32145 Katberman

Discovery
- Discovered by: LINEAR
- Discovery site: Lincoln Lab's ETS
- Discovery date: 7 June 2000

Designations
- Named after: Katharine B. Berman (2016 Intel STS awardee)
- Alternative designations: 2000 LE_{30} · 1996 MV 1998 YL_{15} · 1999 AL_{37}
- Minor planet category: main-belt · (inner)

Orbital characteristics
- Epoch 4 September 2017 (JD 2458000.5)
- Uncertainty parameter 0
- Observation arc: 20.76 yr (7,582 days)
- Aphelion: 2.8399 AU
- Perihelion: 1.9889 AU
- Semi-major axis: 2.4144 AU
- Eccentricity: 0.1762
- Orbital period (sidereal): 3.75 yr (1,370 days)
- Mean anomaly: 236.95°
- Mean motion: 0° 15^{m} 45.72^{s} / day
- Inclination: 9.0211°
- Longitude of ascending node: 105.91°
- Argument of perihelion: 139.73°

Physical characteristics
- Dimensions: 2.91 km (calculated) 4.411±0.775 km
- Synodic rotation period: 9.1292±0.0095 h 9.140±0.090 h 9.1695±0.0095 h
- Geometric albedo: 0.1578±0.0624 0.158±0.062 0.20 (assumed)
- Spectral type: S
- Absolute magnitude (H): 14.4 · 14.578±0.005 (R) · 14.6 · 14.670±0.250 (R) · 14.68±0.22 · 15.04

= 32145 Katberman =

Main-belt asteroid

32145 Katberman (provisional designation ') is a stony asteroid from the inner regions of the asteroid belt, approximately 4 kilometers in diameter. The asteroid was discovered on 7 June 2000, by the LINEAR team at Lincoln Laboratory's Experimental Test Site in Socorro, New Mexico, United States. It was named for Katharine Berman, a 2016 Intel STS awardee.

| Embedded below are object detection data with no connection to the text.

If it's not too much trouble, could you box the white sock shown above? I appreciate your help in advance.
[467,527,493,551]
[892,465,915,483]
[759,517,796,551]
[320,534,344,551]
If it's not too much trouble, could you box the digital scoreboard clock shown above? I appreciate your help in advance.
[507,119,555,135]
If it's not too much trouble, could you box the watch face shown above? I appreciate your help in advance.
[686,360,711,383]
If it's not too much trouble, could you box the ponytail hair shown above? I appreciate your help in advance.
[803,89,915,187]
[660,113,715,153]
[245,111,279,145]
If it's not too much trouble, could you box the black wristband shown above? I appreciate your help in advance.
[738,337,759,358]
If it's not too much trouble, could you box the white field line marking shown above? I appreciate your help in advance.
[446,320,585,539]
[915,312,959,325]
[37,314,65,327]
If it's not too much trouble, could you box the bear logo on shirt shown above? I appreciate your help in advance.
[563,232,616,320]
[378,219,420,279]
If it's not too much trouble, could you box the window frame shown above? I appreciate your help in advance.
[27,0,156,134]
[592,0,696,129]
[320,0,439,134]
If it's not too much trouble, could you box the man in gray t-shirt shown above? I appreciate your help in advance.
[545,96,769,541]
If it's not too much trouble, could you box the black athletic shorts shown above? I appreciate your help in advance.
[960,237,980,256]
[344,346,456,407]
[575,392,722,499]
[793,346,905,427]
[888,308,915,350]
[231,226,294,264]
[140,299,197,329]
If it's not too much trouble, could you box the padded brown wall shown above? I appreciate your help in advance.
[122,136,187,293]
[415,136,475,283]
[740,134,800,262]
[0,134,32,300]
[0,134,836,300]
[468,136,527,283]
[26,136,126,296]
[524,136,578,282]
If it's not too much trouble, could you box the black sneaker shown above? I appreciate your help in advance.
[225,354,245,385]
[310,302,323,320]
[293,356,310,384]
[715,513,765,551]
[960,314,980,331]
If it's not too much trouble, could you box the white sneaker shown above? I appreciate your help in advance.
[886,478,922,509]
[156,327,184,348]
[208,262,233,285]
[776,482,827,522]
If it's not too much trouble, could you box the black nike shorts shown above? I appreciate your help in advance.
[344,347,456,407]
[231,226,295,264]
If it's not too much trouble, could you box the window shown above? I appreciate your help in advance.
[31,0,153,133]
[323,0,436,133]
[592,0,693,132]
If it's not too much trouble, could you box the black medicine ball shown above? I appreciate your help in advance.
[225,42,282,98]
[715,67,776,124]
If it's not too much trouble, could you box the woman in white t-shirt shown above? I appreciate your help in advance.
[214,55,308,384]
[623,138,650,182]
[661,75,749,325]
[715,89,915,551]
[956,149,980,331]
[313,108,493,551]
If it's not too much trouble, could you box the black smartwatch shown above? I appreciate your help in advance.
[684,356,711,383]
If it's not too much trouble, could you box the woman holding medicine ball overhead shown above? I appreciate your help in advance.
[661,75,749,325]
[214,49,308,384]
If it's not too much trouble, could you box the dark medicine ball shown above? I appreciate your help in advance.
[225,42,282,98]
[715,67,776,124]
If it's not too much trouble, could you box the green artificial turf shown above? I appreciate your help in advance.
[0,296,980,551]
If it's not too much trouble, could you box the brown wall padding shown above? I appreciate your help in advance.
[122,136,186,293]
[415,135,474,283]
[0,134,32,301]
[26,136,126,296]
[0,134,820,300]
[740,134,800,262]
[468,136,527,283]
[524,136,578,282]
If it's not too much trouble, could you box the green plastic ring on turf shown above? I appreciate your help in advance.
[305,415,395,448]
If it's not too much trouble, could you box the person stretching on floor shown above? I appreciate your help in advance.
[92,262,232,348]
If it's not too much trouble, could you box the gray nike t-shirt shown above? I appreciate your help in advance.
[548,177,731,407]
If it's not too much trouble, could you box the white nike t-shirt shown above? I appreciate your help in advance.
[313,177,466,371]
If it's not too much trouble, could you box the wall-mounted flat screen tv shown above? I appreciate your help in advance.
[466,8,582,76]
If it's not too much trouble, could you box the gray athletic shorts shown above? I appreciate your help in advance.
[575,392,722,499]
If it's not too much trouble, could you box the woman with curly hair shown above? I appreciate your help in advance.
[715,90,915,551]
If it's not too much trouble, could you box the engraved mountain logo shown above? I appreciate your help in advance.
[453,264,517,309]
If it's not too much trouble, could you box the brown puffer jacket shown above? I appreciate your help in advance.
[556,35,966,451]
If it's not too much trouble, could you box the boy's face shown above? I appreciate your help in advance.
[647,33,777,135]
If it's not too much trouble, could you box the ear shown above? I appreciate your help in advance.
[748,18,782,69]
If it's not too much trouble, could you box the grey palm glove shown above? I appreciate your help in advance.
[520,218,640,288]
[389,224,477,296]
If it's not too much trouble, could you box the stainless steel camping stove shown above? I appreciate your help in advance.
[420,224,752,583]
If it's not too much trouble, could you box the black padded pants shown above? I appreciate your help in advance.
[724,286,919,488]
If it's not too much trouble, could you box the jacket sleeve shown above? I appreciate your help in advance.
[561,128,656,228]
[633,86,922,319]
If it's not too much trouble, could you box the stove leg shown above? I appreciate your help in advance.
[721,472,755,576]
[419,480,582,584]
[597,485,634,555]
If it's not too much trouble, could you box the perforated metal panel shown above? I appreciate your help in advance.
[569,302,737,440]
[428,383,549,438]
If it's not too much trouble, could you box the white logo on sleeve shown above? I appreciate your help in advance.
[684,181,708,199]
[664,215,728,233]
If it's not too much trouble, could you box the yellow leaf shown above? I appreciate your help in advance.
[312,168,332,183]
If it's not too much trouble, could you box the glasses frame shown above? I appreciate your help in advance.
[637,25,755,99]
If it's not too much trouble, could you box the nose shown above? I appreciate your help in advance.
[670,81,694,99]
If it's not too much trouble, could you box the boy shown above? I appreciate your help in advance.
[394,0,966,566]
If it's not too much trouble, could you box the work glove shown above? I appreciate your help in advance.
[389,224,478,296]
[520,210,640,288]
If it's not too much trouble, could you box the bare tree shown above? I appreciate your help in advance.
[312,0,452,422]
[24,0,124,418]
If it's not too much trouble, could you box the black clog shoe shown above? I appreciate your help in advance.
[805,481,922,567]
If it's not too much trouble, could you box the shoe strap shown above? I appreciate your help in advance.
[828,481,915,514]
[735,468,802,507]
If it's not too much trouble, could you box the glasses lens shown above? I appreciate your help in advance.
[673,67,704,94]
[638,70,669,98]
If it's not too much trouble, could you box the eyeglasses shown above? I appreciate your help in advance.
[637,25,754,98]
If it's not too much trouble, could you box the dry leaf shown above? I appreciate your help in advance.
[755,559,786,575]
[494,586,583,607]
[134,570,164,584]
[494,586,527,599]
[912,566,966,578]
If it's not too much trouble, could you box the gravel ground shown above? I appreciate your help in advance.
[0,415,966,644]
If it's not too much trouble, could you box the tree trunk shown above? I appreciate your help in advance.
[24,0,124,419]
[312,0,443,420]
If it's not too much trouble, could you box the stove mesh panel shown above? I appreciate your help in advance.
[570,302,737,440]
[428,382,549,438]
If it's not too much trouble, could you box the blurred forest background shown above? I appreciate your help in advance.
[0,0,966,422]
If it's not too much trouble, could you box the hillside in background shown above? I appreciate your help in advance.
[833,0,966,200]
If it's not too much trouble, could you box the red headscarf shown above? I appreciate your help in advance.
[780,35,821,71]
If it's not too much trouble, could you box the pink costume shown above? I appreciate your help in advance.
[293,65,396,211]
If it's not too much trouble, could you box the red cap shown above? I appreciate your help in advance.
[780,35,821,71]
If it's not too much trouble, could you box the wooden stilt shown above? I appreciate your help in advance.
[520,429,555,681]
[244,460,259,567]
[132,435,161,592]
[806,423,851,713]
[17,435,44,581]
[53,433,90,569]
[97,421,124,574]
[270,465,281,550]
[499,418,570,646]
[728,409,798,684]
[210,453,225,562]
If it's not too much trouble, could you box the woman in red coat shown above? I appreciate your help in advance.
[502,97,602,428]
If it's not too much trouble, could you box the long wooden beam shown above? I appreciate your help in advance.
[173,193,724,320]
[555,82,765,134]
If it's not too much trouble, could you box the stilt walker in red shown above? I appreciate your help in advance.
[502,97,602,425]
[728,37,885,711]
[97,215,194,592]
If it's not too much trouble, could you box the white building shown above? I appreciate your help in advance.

== Orbit and classification ==
Katberman orbits the Sun in the inner main-belt at a distance of 2.0–2.8 AU once every 3 years and 9 months (1,370 days). Its orbit has an eccentricity of 0.18 and an inclination of 9° with respect to the ecliptic.

The asteroid's observation arc begins 4 years prior to its official discovery observation, with a precovery taken by the Steward Observatory's Spacewatch survey at Kitt Peak in June 1996.

== Physical characteristics ==

=== Diameter and albedo ===
According to the survey carried out by the NEOWISE mission of NASA's space-based Wide-field Infrared Survey Explorer, Katberman measures 4.4 kilometers in diameter and its surface has an albedo of 0.16, while the Collaborative Asteroid Lightcurve Link assumes a standard albedo for a stony asteroid of 0.20 and calculates a diameter of 2.9 kilometers with an absolute magnitude of 15.04.

=== Rotation period ===
In October 2012, and January 2014, three rotational lightcurves of Katberman were obtained from photometric observations at the Palomar Transient Factory in California. Lightcurve analysis gave a rotation period of 9.14, 9.17 and 9.13 hours, respectively, with a corresponding brightness variation of 0.85, 0.80 and 0.70 in magnitude (U=2/2/2).

== Naming ==
This minor planet was named after Katharine Barr Berman (born 1998) awardee in the Intel Science Talent Search of 2016. She was a finalist for her cellular and molecular biology project. At the time, she attended the U.S. Hastings High School in New York. The official naming citation was published by the Minor Planet Center on 21 May 2016 (M.P.C. 100315).